Le lecteur pourra aussi trouver dans Sept morts audacieux et un poète assis certaines résonances avec le genre du conte philosophique. Il y a en effet dans le destin de ces protagonistes, et en particulier chez le premier d’entre eux, un révolutionnaire à l’origine de cette république, des traits qui rappellent ceux des contes voltairiens. Si le texte garde un lien avec la Tunisie contemporaine, ce révolutionnaire nous est présenté comme « l’homme perché sur les hauteurs de la colline-bleue », une désignation qui semble relever davantage d’un récit légendaire que d’un compte rendu politique.

Face à ces sept condamnés, l’appareil de sécurité tunisien apparaît dépourvu de toute humanité. Il est dépeint de manière énigmatique comme « la Grande Vigilante » ou encore « l’Institution Infaillible » veillant au contrôle absolu de l’ensemble du territoire. Ce Léviathan implacable s’apparente à une machine étatique tout droit sortie des textes de George Orwell, une machine qui « gouverne toujours le pays lointain ». Saber Mansouri oppose à cette autorité centrale inhumaine l’utopie locale des Tunisiens. Autrement dit, comme Sidi Bouzid en 2010, la République de la Source de l’Aube incarne la revanche des campagnes et des petites villes face aux élites prédatrices de Tunis.

Au-delà de cette réflexion sur les effets sociétaux de l’autoritarisme, le romancier confère à la littérature un rôle central face à la tyrannie. Son poète-narrateur a pour mission, non seulement de reconstituer dans le détail le procès de ces « sept morts audacieux », mais aussi, plus profondément, de leur rendre justice. Il s’agit ainsi de réparer à travers la prose les crimes du régime d’hier et de sortir ces condamnés du « cimetière des Inconnus ».

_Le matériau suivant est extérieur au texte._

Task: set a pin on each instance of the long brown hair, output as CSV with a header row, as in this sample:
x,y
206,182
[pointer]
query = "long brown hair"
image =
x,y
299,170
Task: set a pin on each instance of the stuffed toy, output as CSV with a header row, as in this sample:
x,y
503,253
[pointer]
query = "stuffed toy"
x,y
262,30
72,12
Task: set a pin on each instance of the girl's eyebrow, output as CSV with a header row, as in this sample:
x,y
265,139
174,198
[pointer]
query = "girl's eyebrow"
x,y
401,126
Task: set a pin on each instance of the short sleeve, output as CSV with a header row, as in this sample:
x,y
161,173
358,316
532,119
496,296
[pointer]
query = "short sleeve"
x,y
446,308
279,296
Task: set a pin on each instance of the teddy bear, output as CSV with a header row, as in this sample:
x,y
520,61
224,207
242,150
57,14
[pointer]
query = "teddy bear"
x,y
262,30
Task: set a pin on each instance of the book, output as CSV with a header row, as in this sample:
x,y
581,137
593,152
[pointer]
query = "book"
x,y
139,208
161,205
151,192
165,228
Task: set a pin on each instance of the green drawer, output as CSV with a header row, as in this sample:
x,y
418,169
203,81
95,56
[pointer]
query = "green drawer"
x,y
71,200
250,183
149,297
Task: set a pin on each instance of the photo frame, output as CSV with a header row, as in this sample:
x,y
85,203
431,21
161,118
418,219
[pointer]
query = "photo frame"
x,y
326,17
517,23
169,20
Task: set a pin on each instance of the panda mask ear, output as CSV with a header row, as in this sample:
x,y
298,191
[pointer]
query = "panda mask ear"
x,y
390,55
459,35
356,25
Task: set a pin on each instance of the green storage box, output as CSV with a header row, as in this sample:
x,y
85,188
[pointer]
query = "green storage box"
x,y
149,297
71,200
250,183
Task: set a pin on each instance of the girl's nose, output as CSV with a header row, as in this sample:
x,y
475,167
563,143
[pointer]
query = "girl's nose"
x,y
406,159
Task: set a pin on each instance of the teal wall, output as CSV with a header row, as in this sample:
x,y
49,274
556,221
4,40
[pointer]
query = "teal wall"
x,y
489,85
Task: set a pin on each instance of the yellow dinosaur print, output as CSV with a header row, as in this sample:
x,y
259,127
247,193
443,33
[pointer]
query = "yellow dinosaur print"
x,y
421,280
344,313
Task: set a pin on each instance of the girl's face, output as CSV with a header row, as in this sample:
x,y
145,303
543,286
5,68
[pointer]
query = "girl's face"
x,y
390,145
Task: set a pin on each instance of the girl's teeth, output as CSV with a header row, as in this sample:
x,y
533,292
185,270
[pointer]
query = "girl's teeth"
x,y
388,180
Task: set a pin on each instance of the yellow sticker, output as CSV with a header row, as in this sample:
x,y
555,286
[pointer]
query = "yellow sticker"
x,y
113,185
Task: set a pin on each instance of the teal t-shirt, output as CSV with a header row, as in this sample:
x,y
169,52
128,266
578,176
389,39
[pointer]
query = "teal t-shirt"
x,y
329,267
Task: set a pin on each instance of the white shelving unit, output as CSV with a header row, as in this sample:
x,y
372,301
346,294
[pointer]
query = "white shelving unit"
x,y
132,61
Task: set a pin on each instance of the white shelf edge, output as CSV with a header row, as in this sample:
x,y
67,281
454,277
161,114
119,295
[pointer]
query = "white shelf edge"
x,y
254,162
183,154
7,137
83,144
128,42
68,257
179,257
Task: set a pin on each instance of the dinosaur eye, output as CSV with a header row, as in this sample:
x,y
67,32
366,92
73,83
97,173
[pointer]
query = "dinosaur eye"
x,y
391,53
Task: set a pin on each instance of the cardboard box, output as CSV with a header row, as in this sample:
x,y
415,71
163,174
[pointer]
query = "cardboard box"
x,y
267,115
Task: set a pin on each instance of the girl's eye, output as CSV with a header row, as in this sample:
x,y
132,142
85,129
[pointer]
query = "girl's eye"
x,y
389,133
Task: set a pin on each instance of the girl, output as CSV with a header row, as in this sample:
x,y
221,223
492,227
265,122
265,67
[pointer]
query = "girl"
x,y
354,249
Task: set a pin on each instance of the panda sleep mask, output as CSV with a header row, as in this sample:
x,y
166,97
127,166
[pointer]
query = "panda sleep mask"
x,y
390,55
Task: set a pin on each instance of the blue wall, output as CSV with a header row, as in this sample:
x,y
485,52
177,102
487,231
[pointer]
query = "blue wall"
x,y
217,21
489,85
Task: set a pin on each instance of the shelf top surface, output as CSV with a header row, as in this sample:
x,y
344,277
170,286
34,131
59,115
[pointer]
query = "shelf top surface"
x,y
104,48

Alors que cette fin d’année 2020 marque le dixième anniversaire des révolutions arabes, la parution de Sept morts audacieux et un poète assis, le récit de ces utopistes malheureux, nous rappelle, non sans amertume et non sans mélancolie, le grand écart entre les espérances démocratiques qui furent celles de la jeunesse arabe et le retour progressif du règne autoritaire dans l’ensemble de la région.